The matrix $$ \begin{bmatrix} -1 & 0\\ 0 & 1 \end{bmatrix}$$ is not the matrix of a rotation, but rather a reflection about the $y$-axis. The rotation through 180 degrees is given by the matrix $$ \begin{bmatrix} -1 & 0\\ 0 & -1 \end{bmatrix}.$$ The second matrix $$ \begin{bmatrix} 0 & -1\\ 1 & 0 \end{bmatrix}$$ is indeed the matrix of a rotation through 90 degrees in the positive (counterclockwise) direction, with center of rotation at the origin $(0,0)$. So it's not surprising that your red and green points moved while the blue point (origin) remained fixed!

In general, to compute the matrix of a linear transformation $T$ (such as a reflection or rotation fixing the origin), you compute its effect on the basis vectors---the matrix of $T$ has columns $T(e_1)$ and $T(e_2)$ (or, in higher dimensions, $T(e_1),...,T(e_n)$).

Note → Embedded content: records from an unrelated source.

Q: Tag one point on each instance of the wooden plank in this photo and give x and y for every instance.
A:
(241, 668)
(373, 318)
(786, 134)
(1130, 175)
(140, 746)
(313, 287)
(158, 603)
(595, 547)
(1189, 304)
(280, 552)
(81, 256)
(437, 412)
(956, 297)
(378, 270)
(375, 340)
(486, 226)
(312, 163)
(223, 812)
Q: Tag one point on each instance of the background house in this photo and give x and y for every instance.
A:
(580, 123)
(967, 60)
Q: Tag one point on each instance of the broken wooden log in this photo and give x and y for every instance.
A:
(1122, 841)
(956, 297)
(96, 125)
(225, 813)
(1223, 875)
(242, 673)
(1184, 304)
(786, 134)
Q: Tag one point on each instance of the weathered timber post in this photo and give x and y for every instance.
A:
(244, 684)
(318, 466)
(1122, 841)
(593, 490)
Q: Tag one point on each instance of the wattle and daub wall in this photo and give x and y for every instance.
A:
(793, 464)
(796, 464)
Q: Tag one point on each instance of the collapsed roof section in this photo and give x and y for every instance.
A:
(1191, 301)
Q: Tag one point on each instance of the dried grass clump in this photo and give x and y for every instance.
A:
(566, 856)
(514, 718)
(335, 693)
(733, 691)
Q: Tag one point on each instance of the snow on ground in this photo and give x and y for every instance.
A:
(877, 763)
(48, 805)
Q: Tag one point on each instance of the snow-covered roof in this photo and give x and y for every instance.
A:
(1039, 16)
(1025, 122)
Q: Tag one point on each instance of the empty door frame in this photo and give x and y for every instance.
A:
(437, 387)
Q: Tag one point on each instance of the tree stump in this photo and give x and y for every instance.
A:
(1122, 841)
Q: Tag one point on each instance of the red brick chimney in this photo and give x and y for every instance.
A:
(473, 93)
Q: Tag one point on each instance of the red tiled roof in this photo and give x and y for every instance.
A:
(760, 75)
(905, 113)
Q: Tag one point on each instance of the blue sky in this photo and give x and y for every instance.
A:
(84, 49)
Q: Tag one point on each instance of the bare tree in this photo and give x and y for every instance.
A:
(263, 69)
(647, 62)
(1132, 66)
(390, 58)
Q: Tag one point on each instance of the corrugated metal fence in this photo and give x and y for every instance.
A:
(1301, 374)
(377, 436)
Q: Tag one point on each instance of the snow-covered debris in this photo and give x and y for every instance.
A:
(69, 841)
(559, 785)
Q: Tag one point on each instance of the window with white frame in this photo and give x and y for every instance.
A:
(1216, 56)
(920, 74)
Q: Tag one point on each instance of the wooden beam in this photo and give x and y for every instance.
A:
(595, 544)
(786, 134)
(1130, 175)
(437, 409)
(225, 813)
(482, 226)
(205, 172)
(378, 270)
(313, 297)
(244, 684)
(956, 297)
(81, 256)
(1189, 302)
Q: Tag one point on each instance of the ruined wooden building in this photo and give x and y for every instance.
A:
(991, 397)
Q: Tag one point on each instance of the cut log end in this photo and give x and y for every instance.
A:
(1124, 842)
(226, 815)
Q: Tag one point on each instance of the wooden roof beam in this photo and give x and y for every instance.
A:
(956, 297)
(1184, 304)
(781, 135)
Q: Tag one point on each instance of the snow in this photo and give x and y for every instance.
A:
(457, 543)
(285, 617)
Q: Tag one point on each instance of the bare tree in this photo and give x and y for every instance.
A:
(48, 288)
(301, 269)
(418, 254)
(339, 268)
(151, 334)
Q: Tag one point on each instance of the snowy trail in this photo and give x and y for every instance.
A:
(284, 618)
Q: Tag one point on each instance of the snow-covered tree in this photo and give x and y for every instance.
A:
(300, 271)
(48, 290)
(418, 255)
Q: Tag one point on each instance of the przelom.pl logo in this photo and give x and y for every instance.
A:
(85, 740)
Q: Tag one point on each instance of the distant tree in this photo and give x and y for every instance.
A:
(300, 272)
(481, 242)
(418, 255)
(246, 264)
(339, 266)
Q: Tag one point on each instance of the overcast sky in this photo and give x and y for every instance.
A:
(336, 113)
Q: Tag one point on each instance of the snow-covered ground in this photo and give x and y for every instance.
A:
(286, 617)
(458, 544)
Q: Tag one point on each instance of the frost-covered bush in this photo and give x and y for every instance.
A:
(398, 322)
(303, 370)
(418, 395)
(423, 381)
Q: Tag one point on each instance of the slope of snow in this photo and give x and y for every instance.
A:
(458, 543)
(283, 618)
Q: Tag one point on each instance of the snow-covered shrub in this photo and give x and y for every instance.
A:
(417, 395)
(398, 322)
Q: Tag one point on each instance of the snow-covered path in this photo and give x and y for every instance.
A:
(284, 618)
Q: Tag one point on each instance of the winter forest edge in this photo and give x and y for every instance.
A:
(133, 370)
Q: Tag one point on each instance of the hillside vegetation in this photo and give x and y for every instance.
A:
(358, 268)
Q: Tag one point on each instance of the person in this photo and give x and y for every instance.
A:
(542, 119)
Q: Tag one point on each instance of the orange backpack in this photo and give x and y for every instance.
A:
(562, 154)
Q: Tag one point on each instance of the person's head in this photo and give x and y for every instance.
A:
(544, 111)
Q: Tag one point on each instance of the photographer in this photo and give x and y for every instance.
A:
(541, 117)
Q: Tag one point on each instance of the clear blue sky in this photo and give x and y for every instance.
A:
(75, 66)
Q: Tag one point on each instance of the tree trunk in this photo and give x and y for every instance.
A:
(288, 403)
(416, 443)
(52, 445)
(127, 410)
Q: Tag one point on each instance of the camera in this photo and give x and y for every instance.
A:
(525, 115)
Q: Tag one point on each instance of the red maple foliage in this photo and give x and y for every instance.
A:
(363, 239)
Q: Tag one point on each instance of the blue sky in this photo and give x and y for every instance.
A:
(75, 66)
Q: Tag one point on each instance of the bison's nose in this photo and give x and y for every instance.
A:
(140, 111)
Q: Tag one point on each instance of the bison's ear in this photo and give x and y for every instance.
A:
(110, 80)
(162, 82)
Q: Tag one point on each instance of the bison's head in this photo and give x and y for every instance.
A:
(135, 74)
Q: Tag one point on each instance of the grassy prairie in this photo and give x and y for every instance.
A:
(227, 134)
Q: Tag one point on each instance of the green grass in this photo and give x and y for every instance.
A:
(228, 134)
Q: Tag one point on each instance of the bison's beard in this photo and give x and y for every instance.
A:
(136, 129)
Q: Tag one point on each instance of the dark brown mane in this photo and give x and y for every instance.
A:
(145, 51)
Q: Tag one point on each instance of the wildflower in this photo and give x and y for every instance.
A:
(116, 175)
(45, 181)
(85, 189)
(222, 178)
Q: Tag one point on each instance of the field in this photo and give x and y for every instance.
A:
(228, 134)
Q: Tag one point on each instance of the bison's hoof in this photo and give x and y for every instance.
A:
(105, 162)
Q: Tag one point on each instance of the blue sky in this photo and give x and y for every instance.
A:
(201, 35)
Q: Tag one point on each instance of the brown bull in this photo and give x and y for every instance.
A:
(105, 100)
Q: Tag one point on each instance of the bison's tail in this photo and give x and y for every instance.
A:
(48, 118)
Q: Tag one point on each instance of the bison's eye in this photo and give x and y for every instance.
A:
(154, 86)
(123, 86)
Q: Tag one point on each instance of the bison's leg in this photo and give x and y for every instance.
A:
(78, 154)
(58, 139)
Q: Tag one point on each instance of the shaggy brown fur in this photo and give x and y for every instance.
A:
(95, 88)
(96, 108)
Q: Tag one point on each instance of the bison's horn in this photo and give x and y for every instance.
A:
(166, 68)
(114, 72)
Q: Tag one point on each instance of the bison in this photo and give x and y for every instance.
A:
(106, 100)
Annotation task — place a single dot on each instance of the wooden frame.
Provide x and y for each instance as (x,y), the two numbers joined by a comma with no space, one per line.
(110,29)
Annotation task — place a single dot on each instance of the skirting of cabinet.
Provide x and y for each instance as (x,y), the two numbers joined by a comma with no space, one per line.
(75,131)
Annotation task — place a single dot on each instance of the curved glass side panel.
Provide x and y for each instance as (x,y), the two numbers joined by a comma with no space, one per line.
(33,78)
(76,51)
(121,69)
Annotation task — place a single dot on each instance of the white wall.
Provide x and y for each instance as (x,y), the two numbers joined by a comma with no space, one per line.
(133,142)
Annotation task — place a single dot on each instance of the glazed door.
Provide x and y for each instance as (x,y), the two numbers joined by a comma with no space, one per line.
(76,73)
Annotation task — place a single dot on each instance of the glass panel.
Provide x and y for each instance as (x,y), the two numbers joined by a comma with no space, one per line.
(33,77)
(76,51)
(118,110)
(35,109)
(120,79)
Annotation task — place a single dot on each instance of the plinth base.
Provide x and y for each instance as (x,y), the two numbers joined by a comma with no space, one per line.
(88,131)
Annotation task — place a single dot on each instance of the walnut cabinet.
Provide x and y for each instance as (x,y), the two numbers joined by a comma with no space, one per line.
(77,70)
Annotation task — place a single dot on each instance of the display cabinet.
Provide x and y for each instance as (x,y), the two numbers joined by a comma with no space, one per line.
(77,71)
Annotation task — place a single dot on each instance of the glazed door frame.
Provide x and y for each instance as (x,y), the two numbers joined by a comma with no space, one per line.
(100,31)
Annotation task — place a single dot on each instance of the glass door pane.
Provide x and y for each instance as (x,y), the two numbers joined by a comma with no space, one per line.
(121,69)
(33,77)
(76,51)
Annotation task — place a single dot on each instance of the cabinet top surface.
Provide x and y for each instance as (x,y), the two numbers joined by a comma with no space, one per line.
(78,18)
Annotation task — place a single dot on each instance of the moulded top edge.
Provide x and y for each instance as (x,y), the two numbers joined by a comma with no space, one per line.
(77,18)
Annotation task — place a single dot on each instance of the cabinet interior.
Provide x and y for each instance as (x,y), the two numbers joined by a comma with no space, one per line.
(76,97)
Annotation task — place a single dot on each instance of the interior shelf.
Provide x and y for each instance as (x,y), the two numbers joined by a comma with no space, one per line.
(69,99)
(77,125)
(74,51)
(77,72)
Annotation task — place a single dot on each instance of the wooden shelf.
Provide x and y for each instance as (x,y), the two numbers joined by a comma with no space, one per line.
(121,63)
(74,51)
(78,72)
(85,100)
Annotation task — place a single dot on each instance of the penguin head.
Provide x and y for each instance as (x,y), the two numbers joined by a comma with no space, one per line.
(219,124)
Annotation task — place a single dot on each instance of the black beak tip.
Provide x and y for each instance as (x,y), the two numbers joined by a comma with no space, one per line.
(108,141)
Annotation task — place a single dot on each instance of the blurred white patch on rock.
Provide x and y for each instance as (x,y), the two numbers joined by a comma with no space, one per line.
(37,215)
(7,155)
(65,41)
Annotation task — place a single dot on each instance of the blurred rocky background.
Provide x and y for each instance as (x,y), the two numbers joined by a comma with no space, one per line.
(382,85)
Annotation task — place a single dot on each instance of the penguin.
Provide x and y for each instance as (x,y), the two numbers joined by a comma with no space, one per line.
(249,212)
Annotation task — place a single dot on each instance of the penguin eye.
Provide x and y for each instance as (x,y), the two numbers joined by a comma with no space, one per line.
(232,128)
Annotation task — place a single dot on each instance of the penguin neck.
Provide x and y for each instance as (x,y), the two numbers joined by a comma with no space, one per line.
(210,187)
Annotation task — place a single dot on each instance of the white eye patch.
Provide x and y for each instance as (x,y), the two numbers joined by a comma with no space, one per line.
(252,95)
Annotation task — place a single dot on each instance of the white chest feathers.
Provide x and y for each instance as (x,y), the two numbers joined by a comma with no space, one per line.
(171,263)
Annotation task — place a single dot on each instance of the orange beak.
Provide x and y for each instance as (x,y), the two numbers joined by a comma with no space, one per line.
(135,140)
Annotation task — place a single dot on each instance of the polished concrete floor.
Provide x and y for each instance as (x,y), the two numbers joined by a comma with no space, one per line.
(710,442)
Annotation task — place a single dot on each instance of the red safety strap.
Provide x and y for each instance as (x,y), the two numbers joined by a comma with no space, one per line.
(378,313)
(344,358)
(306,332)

Using a little geometry and the definitions of sine and cosine, a rotation by $\theta$ degrees fixing the origin maps the vectors $$ \begin{bmatrix} 1 \\ 0 \end{bmatrix} \quad \text{and} \quad \begin{bmatrix} 0 \\ 1 \end{bmatrix}$$ to the vectors $$ \begin{bmatrix} \mathrm{cos}(\theta) \\ \mathrm{sin}(\theta) \end{bmatrix} \quad \text{and} \quad \begin{bmatrix} -\mathrm{sin}(\theta) \\ \mathrm{cos}(\theta) \end{bmatrix}.$$ So the formula you give in the question is off by a little (and doesn't match the correct matrix you gave for rotation through 90 degrees).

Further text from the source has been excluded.